Cracking in my knees used to be astounding, I couldn't understand it. I think it's related to the infections, as I've effectively treated that symptom has disappeared for me.
You've caught the infections early on which is great. I'd try to do anything you can to minimize your stress and anxiety about
the illness. Not to minimize our situations, but what you'll read online are usually the self-selected cases of people who have the most trouble healing from these illnesses, and it can be frightening to hear those stories. Many people recover, I think best strategy is to treat to the point of eradicating symptoms.
I hear that most llmds in New England (those who really are in the trenches and have a lot of experience with these infections) treat early cases very aggressively because they know how serious it can get, so to hedge their bets they do everything they can to knock the infections out early on. It's a strong blast, but it prevent you from having to do lots of treatments in the future when the infections would be more ingrained and difficult to knock back.

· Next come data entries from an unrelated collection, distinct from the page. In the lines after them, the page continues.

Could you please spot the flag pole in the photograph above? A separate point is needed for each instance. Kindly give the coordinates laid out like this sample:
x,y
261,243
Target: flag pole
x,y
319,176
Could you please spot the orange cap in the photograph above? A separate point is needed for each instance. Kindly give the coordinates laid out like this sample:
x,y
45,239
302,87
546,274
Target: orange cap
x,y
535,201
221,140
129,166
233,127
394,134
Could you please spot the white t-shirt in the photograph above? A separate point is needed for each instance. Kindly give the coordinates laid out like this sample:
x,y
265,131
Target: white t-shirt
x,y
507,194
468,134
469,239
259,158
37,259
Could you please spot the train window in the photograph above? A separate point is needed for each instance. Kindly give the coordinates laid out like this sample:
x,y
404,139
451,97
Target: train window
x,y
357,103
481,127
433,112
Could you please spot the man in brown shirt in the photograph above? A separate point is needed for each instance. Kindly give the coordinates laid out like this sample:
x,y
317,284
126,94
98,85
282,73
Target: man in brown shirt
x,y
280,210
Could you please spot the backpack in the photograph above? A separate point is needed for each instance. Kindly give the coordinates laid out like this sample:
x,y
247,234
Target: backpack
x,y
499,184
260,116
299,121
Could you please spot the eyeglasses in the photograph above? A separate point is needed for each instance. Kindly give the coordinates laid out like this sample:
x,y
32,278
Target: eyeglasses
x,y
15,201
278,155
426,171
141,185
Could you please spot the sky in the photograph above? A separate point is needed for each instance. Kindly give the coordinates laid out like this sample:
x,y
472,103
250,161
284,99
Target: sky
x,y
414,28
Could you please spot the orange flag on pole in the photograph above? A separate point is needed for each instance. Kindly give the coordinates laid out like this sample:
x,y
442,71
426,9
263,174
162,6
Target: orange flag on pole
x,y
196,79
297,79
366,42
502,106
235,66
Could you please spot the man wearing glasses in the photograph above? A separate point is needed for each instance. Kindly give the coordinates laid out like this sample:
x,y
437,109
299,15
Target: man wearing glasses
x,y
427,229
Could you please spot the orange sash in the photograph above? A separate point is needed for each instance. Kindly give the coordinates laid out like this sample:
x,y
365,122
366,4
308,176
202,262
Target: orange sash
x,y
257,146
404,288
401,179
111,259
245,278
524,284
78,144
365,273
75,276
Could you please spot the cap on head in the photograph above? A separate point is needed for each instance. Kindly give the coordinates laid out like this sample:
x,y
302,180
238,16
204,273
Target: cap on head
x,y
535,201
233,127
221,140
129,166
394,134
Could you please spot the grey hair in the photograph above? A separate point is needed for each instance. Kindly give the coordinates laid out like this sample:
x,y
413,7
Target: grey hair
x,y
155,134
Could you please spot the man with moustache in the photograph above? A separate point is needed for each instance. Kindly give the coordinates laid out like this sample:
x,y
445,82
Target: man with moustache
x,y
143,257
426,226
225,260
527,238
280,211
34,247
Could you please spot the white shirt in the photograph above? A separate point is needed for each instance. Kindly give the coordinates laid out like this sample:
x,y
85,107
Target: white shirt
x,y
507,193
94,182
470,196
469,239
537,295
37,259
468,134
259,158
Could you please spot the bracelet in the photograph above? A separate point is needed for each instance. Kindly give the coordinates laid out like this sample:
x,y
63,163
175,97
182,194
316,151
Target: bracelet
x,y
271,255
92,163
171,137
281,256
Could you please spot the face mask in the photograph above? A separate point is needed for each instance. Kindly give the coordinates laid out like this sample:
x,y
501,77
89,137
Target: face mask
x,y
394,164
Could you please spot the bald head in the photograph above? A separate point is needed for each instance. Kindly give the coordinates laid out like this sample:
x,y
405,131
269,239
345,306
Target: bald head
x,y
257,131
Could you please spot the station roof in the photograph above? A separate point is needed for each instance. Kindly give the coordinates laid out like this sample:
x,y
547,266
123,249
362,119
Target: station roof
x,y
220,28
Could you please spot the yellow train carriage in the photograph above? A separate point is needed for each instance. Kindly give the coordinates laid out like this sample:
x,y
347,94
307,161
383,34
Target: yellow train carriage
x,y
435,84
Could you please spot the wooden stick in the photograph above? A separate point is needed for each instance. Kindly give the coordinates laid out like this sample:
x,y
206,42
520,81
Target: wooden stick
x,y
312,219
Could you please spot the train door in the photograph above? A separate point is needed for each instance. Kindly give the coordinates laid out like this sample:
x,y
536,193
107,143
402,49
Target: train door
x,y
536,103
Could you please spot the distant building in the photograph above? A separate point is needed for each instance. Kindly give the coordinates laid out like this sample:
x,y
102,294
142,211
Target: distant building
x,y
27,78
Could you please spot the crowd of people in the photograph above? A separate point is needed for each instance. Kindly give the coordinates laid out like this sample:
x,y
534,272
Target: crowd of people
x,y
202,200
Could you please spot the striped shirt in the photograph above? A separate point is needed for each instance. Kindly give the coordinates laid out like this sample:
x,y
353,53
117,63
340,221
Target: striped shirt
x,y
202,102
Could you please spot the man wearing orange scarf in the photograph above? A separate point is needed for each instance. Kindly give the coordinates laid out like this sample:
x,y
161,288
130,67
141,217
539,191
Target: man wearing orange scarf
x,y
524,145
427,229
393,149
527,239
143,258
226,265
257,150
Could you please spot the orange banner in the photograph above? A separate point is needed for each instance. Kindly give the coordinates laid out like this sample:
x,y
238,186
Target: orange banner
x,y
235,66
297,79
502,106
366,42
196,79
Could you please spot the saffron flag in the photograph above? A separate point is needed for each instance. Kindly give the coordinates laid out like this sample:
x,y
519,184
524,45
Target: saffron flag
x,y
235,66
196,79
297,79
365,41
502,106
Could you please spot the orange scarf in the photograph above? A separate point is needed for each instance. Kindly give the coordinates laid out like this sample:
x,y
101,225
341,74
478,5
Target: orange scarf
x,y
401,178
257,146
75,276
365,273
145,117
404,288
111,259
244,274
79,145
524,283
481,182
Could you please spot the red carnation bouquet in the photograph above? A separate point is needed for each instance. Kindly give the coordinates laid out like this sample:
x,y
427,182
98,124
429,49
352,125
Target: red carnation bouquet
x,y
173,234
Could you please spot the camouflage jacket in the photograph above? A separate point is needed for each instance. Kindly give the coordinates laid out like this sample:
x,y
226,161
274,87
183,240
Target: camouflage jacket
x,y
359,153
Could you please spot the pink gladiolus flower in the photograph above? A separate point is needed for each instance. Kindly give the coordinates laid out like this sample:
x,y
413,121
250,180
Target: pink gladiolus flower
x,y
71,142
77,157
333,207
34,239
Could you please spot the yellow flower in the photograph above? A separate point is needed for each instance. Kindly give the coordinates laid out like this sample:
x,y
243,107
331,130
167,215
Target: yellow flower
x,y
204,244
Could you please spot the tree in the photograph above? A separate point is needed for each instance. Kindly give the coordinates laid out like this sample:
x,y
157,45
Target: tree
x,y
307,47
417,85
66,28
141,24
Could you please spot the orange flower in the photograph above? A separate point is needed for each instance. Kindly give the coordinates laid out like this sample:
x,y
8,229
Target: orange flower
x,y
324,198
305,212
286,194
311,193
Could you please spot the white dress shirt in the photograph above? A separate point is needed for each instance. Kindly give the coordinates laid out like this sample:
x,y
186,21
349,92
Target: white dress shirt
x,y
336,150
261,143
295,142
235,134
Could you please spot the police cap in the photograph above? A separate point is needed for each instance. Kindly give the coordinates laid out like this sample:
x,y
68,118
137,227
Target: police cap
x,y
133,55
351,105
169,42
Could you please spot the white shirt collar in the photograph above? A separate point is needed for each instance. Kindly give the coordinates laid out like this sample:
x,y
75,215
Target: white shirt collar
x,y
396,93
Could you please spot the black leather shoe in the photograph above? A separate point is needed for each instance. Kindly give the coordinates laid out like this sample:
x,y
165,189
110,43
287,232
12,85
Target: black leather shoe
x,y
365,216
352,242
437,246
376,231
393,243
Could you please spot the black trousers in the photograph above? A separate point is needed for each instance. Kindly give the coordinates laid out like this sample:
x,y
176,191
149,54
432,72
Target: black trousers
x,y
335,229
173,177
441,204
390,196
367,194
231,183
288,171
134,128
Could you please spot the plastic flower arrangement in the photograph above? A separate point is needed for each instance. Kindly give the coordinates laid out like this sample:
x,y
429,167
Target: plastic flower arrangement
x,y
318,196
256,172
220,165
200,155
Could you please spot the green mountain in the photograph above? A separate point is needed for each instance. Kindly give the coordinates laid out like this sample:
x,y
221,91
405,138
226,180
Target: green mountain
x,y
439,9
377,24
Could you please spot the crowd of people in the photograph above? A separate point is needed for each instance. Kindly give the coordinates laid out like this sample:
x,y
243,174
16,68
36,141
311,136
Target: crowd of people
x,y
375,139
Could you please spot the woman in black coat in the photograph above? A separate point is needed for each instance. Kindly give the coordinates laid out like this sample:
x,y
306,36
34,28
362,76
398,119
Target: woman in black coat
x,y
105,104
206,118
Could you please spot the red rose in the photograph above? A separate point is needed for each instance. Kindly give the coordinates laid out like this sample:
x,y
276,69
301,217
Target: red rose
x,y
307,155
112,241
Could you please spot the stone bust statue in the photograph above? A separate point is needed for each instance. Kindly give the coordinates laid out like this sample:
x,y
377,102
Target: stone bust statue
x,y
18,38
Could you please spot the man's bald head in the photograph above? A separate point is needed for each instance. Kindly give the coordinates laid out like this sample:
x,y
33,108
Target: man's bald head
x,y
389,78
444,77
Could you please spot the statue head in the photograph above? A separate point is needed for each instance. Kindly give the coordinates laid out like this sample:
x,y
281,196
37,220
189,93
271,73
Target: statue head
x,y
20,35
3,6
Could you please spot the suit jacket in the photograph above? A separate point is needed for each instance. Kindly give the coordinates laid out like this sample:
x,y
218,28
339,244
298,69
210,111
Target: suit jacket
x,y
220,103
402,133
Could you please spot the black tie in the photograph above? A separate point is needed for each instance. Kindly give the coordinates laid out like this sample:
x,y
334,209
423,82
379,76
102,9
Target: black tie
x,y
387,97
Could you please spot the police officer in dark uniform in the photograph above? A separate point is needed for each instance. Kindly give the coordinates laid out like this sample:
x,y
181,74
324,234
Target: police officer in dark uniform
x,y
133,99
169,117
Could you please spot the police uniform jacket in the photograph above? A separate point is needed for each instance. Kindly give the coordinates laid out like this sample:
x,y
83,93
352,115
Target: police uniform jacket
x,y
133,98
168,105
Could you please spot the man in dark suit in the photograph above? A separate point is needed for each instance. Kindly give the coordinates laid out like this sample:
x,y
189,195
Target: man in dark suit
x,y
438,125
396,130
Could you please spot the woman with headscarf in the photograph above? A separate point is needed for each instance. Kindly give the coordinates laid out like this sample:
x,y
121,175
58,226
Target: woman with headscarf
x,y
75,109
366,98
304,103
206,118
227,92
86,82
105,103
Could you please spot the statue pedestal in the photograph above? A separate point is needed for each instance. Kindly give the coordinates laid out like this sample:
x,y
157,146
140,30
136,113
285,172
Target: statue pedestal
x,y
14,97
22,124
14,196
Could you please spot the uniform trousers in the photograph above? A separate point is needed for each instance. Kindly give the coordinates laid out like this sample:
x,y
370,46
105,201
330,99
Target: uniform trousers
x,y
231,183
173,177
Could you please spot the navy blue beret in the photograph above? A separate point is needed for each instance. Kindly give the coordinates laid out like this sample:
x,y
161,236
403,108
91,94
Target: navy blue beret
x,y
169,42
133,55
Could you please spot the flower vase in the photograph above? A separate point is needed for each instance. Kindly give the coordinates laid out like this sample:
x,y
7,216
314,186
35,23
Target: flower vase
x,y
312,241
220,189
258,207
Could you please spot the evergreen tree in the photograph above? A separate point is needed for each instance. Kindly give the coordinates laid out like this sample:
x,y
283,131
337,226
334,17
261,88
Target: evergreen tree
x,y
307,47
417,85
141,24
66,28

I wouldn't trust the negative test, especially if you have continuing symptoms. Immune system response is highly variable, some people mount a chronic igm response and others never mount any antibody response (check out the research on immune system response by Monica Embers and Nicole Baumgarth, amongst others). The pathogen is immuno-evasive/suppressive which makes an antibody-based test somewhat unideal. Plus there are lots of strains and species which the tests aren't looking for.
If you are worried about
the antibiotics may want to look into some of the herbal protocols. When to stop treatment? imo it should be several months after having cleared the symptoms. That is usually the strategy employed by most well-regarded llmds.